Quantile Regression

The Median Isn’t the Message - Stephen Jay Gould

When we think of regression, the most common one, which we all know, is linear regression. It is a fairly popular and simple technique for estimating the mean of some variable conditional on the values of independent variables.

Linear Regression

Now imagine if you are a grocery delivery or ride-hailing service and want to show the customer the estimated delivery or wait times. If the distance is smaller, there will be less variability in the waiting time, but if the distance is longer, many things can go wrong, and due to that there can be a lot of variability in the estimate time. If we have to create a model to predict that, we may not want to apply linear regression as that will only tell us the average time.

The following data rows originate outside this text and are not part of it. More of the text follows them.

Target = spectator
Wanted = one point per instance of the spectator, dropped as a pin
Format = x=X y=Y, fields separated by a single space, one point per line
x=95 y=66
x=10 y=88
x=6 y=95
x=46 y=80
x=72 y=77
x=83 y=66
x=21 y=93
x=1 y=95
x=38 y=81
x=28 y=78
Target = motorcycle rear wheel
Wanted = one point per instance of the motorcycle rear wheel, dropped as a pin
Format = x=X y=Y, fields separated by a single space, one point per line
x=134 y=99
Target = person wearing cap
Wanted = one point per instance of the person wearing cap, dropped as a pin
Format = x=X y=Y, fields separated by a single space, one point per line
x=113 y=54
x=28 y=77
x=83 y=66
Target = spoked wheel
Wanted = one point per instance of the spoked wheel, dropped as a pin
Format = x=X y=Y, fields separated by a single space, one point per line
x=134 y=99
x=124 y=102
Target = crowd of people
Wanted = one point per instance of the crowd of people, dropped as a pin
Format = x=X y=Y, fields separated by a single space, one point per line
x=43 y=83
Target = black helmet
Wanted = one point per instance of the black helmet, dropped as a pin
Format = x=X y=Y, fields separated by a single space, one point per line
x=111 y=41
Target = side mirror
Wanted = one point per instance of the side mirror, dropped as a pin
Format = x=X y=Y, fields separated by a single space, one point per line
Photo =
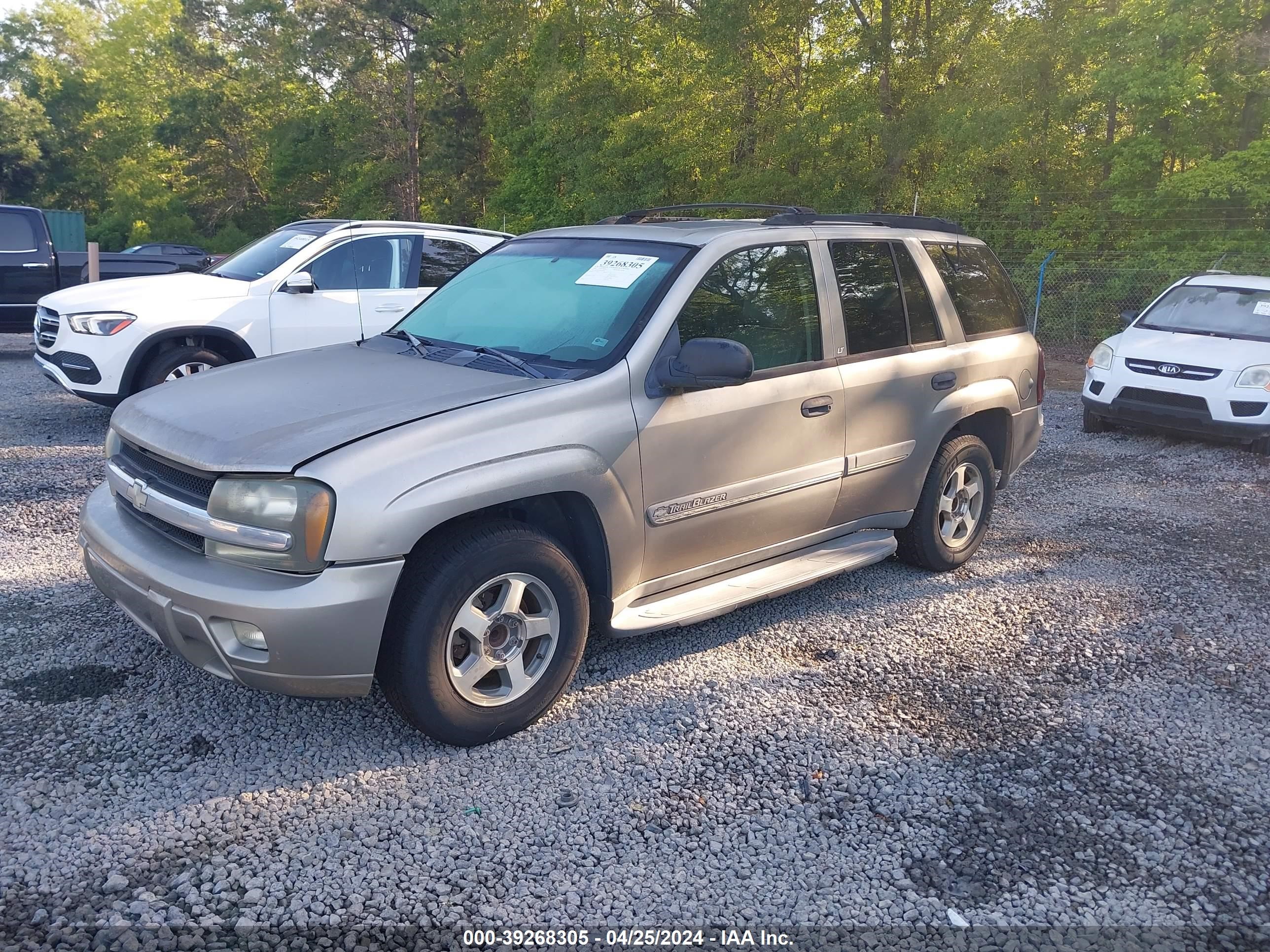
x=299 y=283
x=705 y=362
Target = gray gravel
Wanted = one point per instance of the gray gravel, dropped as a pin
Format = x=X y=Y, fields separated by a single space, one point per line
x=1068 y=733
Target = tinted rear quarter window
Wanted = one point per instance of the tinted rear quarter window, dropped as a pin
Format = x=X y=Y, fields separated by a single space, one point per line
x=16 y=233
x=982 y=292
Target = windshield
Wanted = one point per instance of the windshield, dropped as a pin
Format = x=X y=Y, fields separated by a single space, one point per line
x=564 y=301
x=263 y=256
x=1223 y=312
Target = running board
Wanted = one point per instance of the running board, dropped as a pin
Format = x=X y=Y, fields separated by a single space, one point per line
x=722 y=594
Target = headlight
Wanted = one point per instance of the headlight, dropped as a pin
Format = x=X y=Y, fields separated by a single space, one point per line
x=102 y=324
x=301 y=507
x=1256 y=376
x=1101 y=357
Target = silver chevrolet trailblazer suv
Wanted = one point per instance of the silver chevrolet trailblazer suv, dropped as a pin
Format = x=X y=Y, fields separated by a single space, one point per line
x=632 y=426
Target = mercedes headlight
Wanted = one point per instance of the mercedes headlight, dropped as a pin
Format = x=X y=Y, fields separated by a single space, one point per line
x=101 y=324
x=1256 y=376
x=300 y=507
x=1101 y=357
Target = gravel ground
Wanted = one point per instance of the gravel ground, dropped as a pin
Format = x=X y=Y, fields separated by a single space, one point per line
x=1067 y=734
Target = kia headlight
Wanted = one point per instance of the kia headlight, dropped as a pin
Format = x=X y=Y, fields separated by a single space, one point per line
x=301 y=508
x=101 y=324
x=1100 y=358
x=1256 y=376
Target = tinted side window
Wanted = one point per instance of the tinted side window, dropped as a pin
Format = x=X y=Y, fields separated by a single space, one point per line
x=872 y=306
x=384 y=263
x=985 y=298
x=441 y=261
x=765 y=298
x=922 y=325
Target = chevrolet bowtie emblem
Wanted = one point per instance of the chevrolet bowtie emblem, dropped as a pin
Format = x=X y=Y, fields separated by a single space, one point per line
x=138 y=494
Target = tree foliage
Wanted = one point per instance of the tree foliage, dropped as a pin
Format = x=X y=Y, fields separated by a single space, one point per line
x=1106 y=126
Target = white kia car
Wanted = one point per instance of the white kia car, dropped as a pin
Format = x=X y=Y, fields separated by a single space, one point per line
x=307 y=285
x=1197 y=361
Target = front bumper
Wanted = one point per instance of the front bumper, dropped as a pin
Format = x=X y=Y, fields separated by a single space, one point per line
x=323 y=630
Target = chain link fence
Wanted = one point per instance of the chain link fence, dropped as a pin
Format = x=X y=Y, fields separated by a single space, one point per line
x=1084 y=294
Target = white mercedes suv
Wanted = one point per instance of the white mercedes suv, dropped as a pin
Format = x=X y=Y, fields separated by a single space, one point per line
x=1197 y=361
x=307 y=285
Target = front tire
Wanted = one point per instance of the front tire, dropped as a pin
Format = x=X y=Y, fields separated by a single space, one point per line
x=178 y=362
x=1093 y=423
x=954 y=510
x=486 y=633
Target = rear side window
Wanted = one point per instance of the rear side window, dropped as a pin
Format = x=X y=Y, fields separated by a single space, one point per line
x=884 y=301
x=441 y=261
x=922 y=325
x=16 y=233
x=873 y=307
x=765 y=298
x=985 y=298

It’s important to note that one of the key assumptions for applying linear regression is a constant variance (Homoskedasticity). However, many times this is often not the case. The variability is not constant (Heteroscedastic), which violates the linear regression assumption (Linear Regression Notes).

Motivation

Let’s look at a running data for the distance vs. the time it takes to finish. We clearly know there is a some sort of linear relationship as the distance increases, time to finish also increases.

Scottish Hill Race

If we apply linear regression and plot the confidence interval of the estimated mean and the prediction intervals. We can see it’s a pretty good fit. Most of the data points are covered in the prediction interval, and given a distance, we can predict the estimated time on an average. The adjusted $R^2=0.921$, which tells the model fits very well.

Linear Regression Scottish Hill Race

Now, let’s take a look at another dataset and see the relationship between living area and Sale Price. We can see that for lower living areas, the sale price points are very bundled together with little variance; however, as the living area increases, the sale price variation increases a lot.

Sales Prive vs Living Area

If we apply linear regression and plot the mean and the prediction intervals, we can see how many of the data points are out of the prediction interval. The adjusted $R^2=0.540$, tells that the model doesn’t fit the data very well. For example, if we want to estimate the cost of a house with a living area of 2500 sq. ft., the model predicts the average price is ~300K$. However, if we look at the data, there is a significant variance; the house can go anywhere between 100K and 500K.

Linear regression on Sales Prive vs Living Area

Looking at the residual plot, we can see how the error variation increases, indicating the data is heteroscedastic.

heteroscedastic

If we break the Living area into three categories: small, medium, and large, such that anything less than 1235 sq. ft is small, the medium is between 1235 - 1659 sq. ft., and anything bigger than 1659 sq. ft is large, and plot the sale price. We can see how the distribution of the small category is narrow with not much variance at all, the distribution for the medium is a little wider, and for the large category, it has a longer tail and flatter, indicating more variation.

KDE Plots

Theoretical Aspects of Quantile Regression

Quantile regression was introduced by Koenker and Bassett in 1978, focuses on estimating the conditional quantiles of a response variable.

Linear Regression

In linear regression, the goal is to find the best-fitting line through a set of data points. This line is used to predict the value of a dependent variable $y$ based on an independent variable $x$. It is typically expressed as

\[\hspace{5cm} y = \beta_{0}+\beta_{1}x+\epsilon\]

Here:

$y$ is the dependent variable (what we are trying to predict).
$x$ is the independent variable (the predictor).
$\beta_{0}$ is the intercept (the value of $y$ when $x=0$).
$\beta_{1}$ is the slope (how much $y$ changes for a one-unit change in $x$).
$\epsilon$ is the error term (difference between the observed and predicted $y$ values).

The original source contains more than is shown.